Con l'ottavo motivo l'esponente deduce che l'atto impugnato non identifica le opere e le aree da acquisire in caso di inottemperanza all'ordine di demolizione; lamenta l'illegittimità della pretesa, ivi annunciata, di acquisire l'area nella misura massima di dieci volte la superficie utile abusivamente costruita, essendo invece secondo lui necessario valutare volta per volta l'estensione del terreno da acquisire.
Il rilievo non ha pregio.
Secondo il consolidato orientamento giurisprudenziale l'indicazione, contenuta nell'ordine di demolizione, della misura dell'area da acquisire deve reputarsi meramente orientativa, in quanto la precisa determinazione potrà avvenire soltanto ad esito del rituale accertamento dell'inottemperanza all'ordine stesso, allorquando sarà avviato l'apposito sub procedimento teso ad individuare le aree da acquisire gratuitamente (TAR Campania, Napoli, VIII, 3.7.2012, n. 3153; TAR Toscana, III, 18.1.2010, n. 35).
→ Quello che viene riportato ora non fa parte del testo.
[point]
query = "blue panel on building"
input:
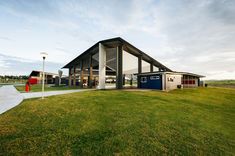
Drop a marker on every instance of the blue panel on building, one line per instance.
(150, 81)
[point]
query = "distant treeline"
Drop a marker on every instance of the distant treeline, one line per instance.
(13, 78)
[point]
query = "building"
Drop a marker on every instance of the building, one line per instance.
(35, 77)
(168, 80)
(105, 59)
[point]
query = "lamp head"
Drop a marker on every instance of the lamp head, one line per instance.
(44, 55)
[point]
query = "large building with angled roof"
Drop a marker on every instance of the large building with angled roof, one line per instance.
(106, 61)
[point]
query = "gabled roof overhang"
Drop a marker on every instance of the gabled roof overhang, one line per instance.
(112, 43)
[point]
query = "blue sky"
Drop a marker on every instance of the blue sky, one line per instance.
(196, 36)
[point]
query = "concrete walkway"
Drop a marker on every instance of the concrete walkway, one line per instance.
(9, 98)
(51, 93)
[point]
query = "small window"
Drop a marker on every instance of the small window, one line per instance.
(154, 77)
(143, 79)
(170, 79)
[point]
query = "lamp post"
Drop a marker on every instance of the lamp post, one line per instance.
(43, 54)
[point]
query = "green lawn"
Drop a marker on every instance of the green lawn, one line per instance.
(182, 122)
(38, 88)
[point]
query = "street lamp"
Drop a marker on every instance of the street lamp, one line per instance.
(43, 54)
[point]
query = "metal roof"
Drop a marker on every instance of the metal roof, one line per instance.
(113, 42)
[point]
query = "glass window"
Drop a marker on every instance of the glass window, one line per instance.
(154, 77)
(143, 79)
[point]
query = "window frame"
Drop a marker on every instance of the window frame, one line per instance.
(154, 77)
(143, 81)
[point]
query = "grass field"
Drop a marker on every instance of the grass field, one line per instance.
(181, 122)
(38, 88)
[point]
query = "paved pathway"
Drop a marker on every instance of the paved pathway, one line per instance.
(9, 98)
(51, 93)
Pertanto, la mancata o generica indicazione della superficie da acquisire in caso di inottemperanza non può inficiare la validità dell'ordinanza di demolizione.
In conclusione, il ricorso va respinto.
Le spese di giudizio, inclusi gli onorari difensivi, sono determinate in euro 3.000 (tremila) oltre IVA e CPA, da porre a carico del ricorrente.
(Torna su   ) P.Q.M.
P.Q.M.
Il Tribunale Amministrativo Regionale per la Toscana (Sezione Terza), definitivamente pronunciando sul ricorso in epigrafe, lo respinge.
Condanna il ricorrente a corrispondere al Comune di Scandicci la somma di euro 3.000 (tremila) oltre IVA e CPA, a titolo di spese di giudizio inclusive di onorari difensivi.
Ordina che la presente sentenza sia eseguita dall'autorità amministrativa.
Così deciso in Firenze nella camera di consiglio del giorno 6 dicembre 2012 con l'intervento dei magistrati:
Maurizio Nicolosi, Presidente
Gianluca Bellucci, Consigliere, Estensore
Silvio Lomazzi, Primo Referendario
DEPOSITATA IN SEGRETERIA IL 20 DIC. 2012.